ADAM15 cytoplasmic domain‐mediated Src signaling in lung endothelial barrier dysfunction during septic injury

ADAM15 is a disintegrin and metalloprotease implicated in inflammation. This study was to evaluate its role in mediating endothelial barrier dysfunction during septic injury. Histopathology and immunoblotting demonstrated increased ADAM15 expression in the lungs of pneumonia patients. In a mouse model of LPS –induced endotoxicosis, upregulation of ADAM15 was observed in association with pulmonary edema and neutrophil infiltration, which was attenuated in adam15−/− mice. Molecular assays employing siRNA knockdown confirmed the causal effect of ADAM15 on albumin permeability and neutrophil transmigration across endothelial barriers. To examine domain‐related functions, several ADAM15 mutants were constructed.

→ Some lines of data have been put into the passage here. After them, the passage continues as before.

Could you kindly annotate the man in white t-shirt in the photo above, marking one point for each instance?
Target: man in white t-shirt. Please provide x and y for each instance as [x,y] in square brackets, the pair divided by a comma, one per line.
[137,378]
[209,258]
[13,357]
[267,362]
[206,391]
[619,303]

Overexpression of proteolytically dead metalloproteinase, or RGD mutation in the disintegrin domain produced hyperpermeability to the same extent as wild type; however, truncation of the C‐terminus failed to induce barrier dysfunction. Further imaging and molecular analyses revealed that the ADAM15‐induced barrier dysfunction was mediated by Src‐dependent junction protein tyrosine phosphorylation and g‐catenin dissociation from VE‐cadherin. We suggest that ADAM15 upregulation contributes to acute lung injury by causing endothelia hyperpermeability through its cytoplasmic domain potentially invovlving Src‐signaling. Supported by NIH HL61507, HL84542, and HL96640.